Is this bad? Arguably yes, but then having the runtime detect deadlocks is also tremendously useful. cc @ndmitchell

alaendle commented 1 year ago

@simonmar - I just try to fully internalize the behavior - so is this also the reason why this code needs 100 seconds to complete?

main :: IO ()
main = do
    a <- Async.async $ do
       queue <- STM.newTBMQueueIO 100
       STM.atomically (STM.readTBMQueue queue)
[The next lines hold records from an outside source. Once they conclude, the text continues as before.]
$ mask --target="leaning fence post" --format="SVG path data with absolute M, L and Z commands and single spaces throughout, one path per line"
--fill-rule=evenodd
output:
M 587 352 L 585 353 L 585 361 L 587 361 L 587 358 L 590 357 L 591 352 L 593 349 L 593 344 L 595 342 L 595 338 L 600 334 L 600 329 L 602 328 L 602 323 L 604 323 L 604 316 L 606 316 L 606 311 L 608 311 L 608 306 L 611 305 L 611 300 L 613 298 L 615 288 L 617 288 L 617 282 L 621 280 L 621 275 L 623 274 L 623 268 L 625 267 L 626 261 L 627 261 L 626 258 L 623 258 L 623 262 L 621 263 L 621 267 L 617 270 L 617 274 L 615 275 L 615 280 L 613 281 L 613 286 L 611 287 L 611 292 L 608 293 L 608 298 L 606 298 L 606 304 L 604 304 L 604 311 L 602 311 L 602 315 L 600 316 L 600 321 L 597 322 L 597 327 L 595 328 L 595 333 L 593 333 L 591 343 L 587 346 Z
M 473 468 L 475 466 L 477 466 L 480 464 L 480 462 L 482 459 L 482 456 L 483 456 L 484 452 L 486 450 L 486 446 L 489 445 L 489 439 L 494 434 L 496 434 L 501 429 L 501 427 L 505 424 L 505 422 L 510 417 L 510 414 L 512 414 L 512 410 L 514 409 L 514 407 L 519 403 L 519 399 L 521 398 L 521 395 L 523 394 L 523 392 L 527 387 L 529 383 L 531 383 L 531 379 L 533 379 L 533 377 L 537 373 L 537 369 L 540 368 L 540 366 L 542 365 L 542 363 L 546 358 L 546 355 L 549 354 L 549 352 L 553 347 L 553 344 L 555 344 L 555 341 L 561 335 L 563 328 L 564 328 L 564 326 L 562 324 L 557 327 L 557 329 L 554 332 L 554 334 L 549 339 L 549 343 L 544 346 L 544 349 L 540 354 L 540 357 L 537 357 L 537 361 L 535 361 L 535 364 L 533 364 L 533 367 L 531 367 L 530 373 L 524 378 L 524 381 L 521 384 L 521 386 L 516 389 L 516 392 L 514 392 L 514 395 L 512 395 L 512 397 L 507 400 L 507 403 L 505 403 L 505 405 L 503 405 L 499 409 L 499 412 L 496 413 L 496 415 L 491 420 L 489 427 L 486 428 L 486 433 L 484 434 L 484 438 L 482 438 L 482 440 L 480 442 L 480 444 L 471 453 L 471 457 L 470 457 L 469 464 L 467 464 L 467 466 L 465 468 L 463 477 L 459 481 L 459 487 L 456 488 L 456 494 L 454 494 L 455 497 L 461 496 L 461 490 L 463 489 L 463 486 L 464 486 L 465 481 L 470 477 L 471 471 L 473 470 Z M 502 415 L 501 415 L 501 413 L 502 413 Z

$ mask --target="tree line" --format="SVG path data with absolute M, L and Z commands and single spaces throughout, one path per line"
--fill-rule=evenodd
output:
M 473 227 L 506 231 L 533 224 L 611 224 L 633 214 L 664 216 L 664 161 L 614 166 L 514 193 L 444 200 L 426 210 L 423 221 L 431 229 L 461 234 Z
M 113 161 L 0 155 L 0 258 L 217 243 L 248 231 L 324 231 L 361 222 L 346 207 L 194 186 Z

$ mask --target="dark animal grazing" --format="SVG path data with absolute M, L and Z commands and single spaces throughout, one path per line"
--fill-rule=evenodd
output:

    void $ Async.race (Async.wait a) (threadDelay 100_000_000)

It's really counterintuitive since a single void $ Async.wait a immediately shows thread blocked indefinitely in an STM transaction- and also void $ Async.race (Async.wait a) (Async.wait a).

So the intuition would tell me that if Async.race (Async.wait a) (Async.wait a) immediately returns - this should also be true for Async.race (Async.wait a) (everythingElse) 😄

I was also able to create way more sophisticated real-world examples involving different threads for reading/writing to the TBM queue and also use of MVar's - but I think they boil down to basically the few lines shown above. And to be honest I haven't fully understood the behavior also after studying concurrently'.

Thanks in advance anyone who can shed some light on this.

simonmar commented 1 year ago

@alaendle Think of it this way: Async.wait a will block forever if (1) a is blocked forever and (2) nothing can cancel the current thread. Inside a race, (2) becomes false because the race can cancel the Async.wait.

Using weak pointers to ThreadIds might be able to fix this. Maybe worth looking into.